Well, I say “until now,” but it was the 2nd September when I tasked the job out to help me re-build my blog, this blog. And it wasn’t until I thought to do an energy block clearing, that everything then began to speed up!
And good old John, my web-dude, has been prompting me for WEEKS to finalise the tweaks, for us to go ‘live’.
Here’s the thing.
Apart from him being AMAZING at what he does, I mean, hasn’t he done a great job putting this website together? Give him a “heck yes,” in the comments if you agree; but he’s also such a great Spiritual match for me, capturing my vision, AND he PUSHED me with a significant nudge on Friday last week, with an email that basically said “let’s get this live!”
So I sent him a few tweaks on Friday, thinking that was it, it’d be ‘GO TIME’ then.
But, it wasn’t until today…. 11th November at 2:18am that he sent me an email message “your site is now live.”
When I read that message this morning when I woke up… I thought “Wow!”
Then, “WOW!” when I realised the date!
11th day of the 11th month.
You see, for me, 11:11 equals NEW BEGINNINGS and BEING SPIRITUALLY GUIDED.
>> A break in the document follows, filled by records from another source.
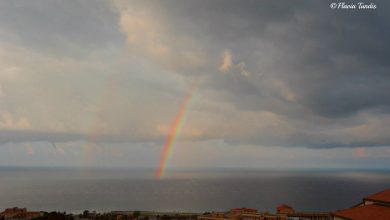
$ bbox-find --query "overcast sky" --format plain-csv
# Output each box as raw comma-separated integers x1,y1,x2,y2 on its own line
0,0,390,169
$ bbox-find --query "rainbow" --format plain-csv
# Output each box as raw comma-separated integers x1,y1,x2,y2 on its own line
156,84,198,179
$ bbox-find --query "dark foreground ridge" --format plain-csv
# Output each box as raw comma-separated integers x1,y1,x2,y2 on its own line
0,188,390,220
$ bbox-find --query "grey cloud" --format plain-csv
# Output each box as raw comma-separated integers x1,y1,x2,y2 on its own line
0,0,123,56
0,130,160,144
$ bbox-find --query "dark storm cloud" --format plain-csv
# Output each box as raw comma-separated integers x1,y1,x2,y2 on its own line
0,0,390,148
146,1,390,118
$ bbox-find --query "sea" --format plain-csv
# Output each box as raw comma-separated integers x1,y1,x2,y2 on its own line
0,167,390,213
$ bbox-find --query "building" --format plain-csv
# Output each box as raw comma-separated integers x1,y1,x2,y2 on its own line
276,204,333,220
333,188,390,220
198,208,286,220
0,207,41,220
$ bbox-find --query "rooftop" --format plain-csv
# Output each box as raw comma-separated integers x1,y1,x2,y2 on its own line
364,188,390,203
334,205,390,220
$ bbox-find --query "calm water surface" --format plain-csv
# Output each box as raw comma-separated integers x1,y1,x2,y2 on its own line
0,168,390,212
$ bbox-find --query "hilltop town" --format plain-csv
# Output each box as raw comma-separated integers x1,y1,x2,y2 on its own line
0,188,390,220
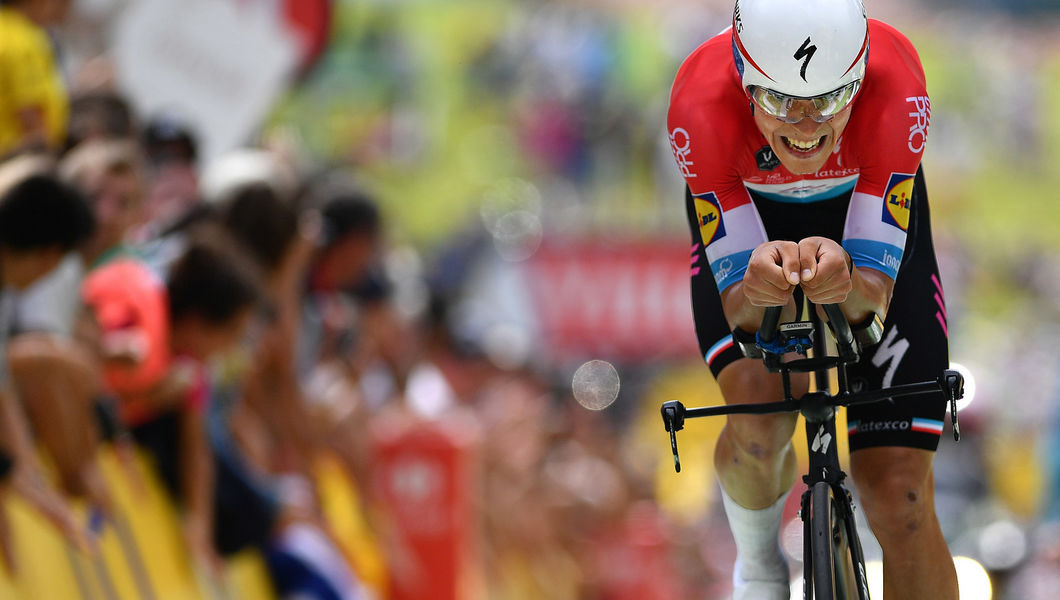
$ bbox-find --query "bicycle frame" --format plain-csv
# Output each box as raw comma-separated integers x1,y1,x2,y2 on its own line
661,304,964,600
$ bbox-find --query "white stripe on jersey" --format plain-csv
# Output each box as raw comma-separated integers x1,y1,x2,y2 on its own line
707,199,769,290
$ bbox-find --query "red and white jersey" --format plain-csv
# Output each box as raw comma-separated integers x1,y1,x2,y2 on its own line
667,19,931,290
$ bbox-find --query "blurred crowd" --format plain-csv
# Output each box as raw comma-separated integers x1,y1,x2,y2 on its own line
6,0,1060,600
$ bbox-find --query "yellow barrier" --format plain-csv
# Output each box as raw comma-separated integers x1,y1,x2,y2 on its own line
0,448,275,600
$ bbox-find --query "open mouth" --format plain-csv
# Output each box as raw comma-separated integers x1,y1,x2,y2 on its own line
780,136,828,156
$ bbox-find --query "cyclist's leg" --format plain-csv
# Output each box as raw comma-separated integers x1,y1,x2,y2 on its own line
685,189,809,600
714,358,807,600
850,446,957,600
847,168,957,600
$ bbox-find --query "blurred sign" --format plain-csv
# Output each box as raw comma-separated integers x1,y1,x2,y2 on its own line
111,0,305,161
373,416,479,600
526,240,699,360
I believe it’s a wink from Spirit, from YOUR SOUL, that says… “hey kiddo, you’re ready to go again!”
It’s the day my creativity was truly birthed again. And fell in love again.. With writing, my GREATEST passion to share wisdom, insights and strategies for success.
And, if you are up for DEEP ideas, insights and inspiration, make sure you mark my blog as a place to return to for energy balance, healing and manifestation.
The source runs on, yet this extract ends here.